Plaintiff tried to work her way around this result by arguing that Genzyme’s wrongdoing was not that it failed to act but, instead, that it engaged in affirmative wrongdoing by allowing the contamination at its manufacturing facility and then supplying the market with an insufficient amount of Fabrazyme. To us, this argument seems to be nothing more than a convoluted way to describe a failure to act. The court went beyond this point, however, and addressed policy reasons why plaintiff’s claim couldn’t stand, particularly with a company so heavily regulated by the FDA:
[E]ven if Genzyme’s failure to produce sufficient quantities of Fabrazyme was deemed to be an affirmative act of misfeasance, the court finds that public policy considerations would weigh heavily against finding a duty. . . . .
Pharmaceutical manufacturing is heavily regulated by federal law and there is no statutory duty placed on a manufacturer to ensure a continued supply of any given pharmaceutical. . . .
There is no federal law requiring a manufacturer to produce amounts sufficient to meet all potential demand. In such a heavily regulated industry, if such a duty was deemed necessary, the governing regulators would have imposed it. Moreover, it is more appropriate for such governing regulators to create such a duty than for this court to do so.
Slip Op. at 10-11.
There are also fairly straight-forward public interest reasons why requiring a drug manufacturer to meet market demand or face liability would be counterproductive and unnecessary. Such a rule would discourage companies from developing the drug and entering the market in the first place for fear of facing tremendous liability if it were to later try to exit the market. It also would ignore the already existing market forces that give companies incentive to meet market demand:
Imposing such a duty would prevent a manufacturer from ever ceasing production, require it to predict all potential demand, and further require it to maintain large stockpiles to prevent any shortages in case of production problems. Such an onerous rule is contrary to public policy because it creates an enormous disincentive for potential providers of pharmaceuticals from entering the market in the first place and could stifle development of new therapies. There are already strong incentives for pharmaceutical companies to supply drugs to all who may need them. There is also an incentive to maintain good relationships and a good reputation with doctors, hospitals, and distributors by consistently meeting demand. From a business perspective, it is in the company’s best interest to meet demand in order to be profitable and maintain customers. Despite these strong incentives to meet supply, a variety of factors can cause a company not to meet demand. There are technical challenges posed by producing biologic therapies.
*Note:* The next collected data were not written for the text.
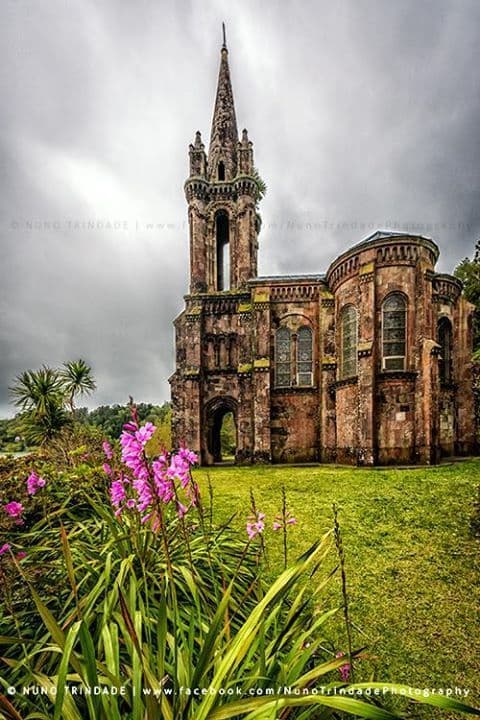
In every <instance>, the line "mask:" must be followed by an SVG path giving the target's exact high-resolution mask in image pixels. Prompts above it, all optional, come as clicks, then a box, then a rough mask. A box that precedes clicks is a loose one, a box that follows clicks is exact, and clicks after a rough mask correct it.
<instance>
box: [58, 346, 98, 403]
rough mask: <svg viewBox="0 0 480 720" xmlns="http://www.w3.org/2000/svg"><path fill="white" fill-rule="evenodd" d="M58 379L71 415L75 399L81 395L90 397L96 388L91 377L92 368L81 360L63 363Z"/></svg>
mask: <svg viewBox="0 0 480 720" xmlns="http://www.w3.org/2000/svg"><path fill="white" fill-rule="evenodd" d="M59 377H60V379H61V382H62V384H63V388H64V391H65V394H66V396H67V402H68V405H69V406H70V410H71V411H72V413H73V412H74V411H75V406H74V400H75V398H76V397H77V396H81V395H90V394H91V393H92V392H93V391H94V390H95V389H96V387H97V385H96V383H95V380H94V378H93V375H92V368H91V367H90V366H89V365H87V363H86V362H85V360H82V359H80V360H70V361H69V362H66V363H63V368H62V370H61V371H60V373H59Z"/></svg>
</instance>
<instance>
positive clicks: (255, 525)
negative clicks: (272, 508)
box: [247, 512, 265, 540]
mask: <svg viewBox="0 0 480 720" xmlns="http://www.w3.org/2000/svg"><path fill="white" fill-rule="evenodd" d="M264 520H265V513H260V512H259V513H257V514H256V515H253V516H251V517H249V518H248V522H247V535H248V539H249V540H253V538H254V537H256V536H257V535H260V534H261V533H262V532H263V531H264V529H265V523H264Z"/></svg>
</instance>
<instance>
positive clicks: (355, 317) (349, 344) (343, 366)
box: [340, 305, 358, 379]
mask: <svg viewBox="0 0 480 720" xmlns="http://www.w3.org/2000/svg"><path fill="white" fill-rule="evenodd" d="M341 328H342V330H341V332H342V338H341V348H342V351H341V362H340V378H341V379H343V378H347V377H354V376H355V375H356V374H357V344H358V331H357V310H356V308H354V307H353V305H347V307H345V308H344V309H343V311H342V323H341Z"/></svg>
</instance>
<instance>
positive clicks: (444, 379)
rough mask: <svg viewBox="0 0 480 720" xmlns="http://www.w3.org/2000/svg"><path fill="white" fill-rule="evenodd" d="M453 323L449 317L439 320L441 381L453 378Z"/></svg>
mask: <svg viewBox="0 0 480 720" xmlns="http://www.w3.org/2000/svg"><path fill="white" fill-rule="evenodd" d="M452 334H453V333H452V323H451V322H450V320H449V319H448V318H445V317H443V318H440V320H439V321H438V344H439V345H440V347H441V350H440V362H439V368H438V369H439V374H440V382H443V383H446V382H450V381H451V379H452Z"/></svg>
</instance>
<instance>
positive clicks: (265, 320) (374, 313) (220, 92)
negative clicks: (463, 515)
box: [170, 42, 475, 465]
mask: <svg viewBox="0 0 480 720" xmlns="http://www.w3.org/2000/svg"><path fill="white" fill-rule="evenodd" d="M189 159H190V175H189V177H188V179H187V181H186V183H185V196H186V200H187V204H188V219H189V233H190V236H189V242H190V290H189V294H188V295H186V296H185V309H184V310H183V312H182V313H181V314H180V315H179V317H178V318H177V319H176V320H175V344H176V369H175V372H174V374H173V375H172V377H171V378H170V383H171V392H172V408H173V425H172V429H173V438H174V442H175V444H176V445H180V444H181V443H186V444H187V445H188V446H189V447H191V448H192V449H194V450H196V451H198V452H199V454H200V458H201V462H202V463H203V464H211V463H214V462H218V461H220V460H221V459H222V457H221V447H220V446H221V443H220V433H221V427H222V422H223V420H224V418H225V416H226V415H228V414H231V416H232V417H233V421H234V425H235V429H236V448H235V461H236V462H238V463H252V462H281V463H283V462H285V463H288V462H317V461H320V462H338V463H349V464H363V465H374V464H390V463H399V464H401V463H403V464H405V463H408V464H409V463H423V464H429V463H435V462H437V461H438V460H439V458H440V457H441V456H442V455H453V454H456V455H460V454H470V453H472V452H474V450H475V425H474V409H473V392H472V376H471V362H470V358H471V351H472V313H473V306H471V305H470V304H469V303H468V302H466V300H465V299H464V298H463V296H462V287H461V284H460V282H459V281H458V280H457V279H456V278H455V277H453V276H451V275H447V274H440V273H437V272H436V271H435V265H436V262H437V259H438V255H439V250H438V247H437V246H436V244H435V243H434V242H433V241H432V240H430V239H428V238H425V237H421V236H416V235H409V234H406V233H402V232H395V233H393V232H381V231H378V232H376V233H374V234H373V235H372V236H370V237H369V238H367V239H366V240H363V241H362V242H360V243H359V244H357V245H354V246H353V247H351V248H349V249H346V251H345V252H344V253H342V254H341V255H340V256H339V257H337V258H336V259H334V260H333V262H332V263H331V265H330V267H329V268H328V270H327V272H326V273H319V274H315V275H304V276H281V277H258V274H257V255H258V234H259V230H260V217H259V214H258V204H259V202H258V201H259V186H258V175H257V173H256V171H255V167H254V156H253V144H252V142H251V140H250V139H249V136H248V133H247V131H246V130H243V131H242V133H241V134H240V136H239V133H238V130H237V121H236V115H235V106H234V97H233V91H232V83H231V77H230V68H229V61H228V50H227V47H226V44H225V42H224V44H223V46H222V48H221V55H220V69H219V76H218V85H217V94H216V99H215V106H214V113H213V119H212V126H211V133H210V142H209V146H208V153H207V152H206V150H205V145H204V144H203V141H202V138H201V135H200V133H199V132H197V133H196V135H195V139H194V142H193V144H192V145H190V148H189ZM272 184H274V183H272Z"/></svg>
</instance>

These cannot always be controlled despite a company’s best efforts. . . . In light of the unavoidable nature of manufacturing and supply issues, a rule requiring manufacturers to forever supply a therapeutic or preventative treatment to everyone who is or may be prescribed it, regardless of the cost or feasibility of doing so, would create a significant disincentive to manufacturers that is against the public interest.
Slip Op. 11-12.
Now, plaintiff didn’t lose all her claims. The court gave her the opportunity, for now, to proceed with a claim that the lower dose of Fabrazyme was more harmful than no dose at all, as well as a claim that Genzyme failed to warn about risks related to the lower dose. We have no idea whether those claims are viable.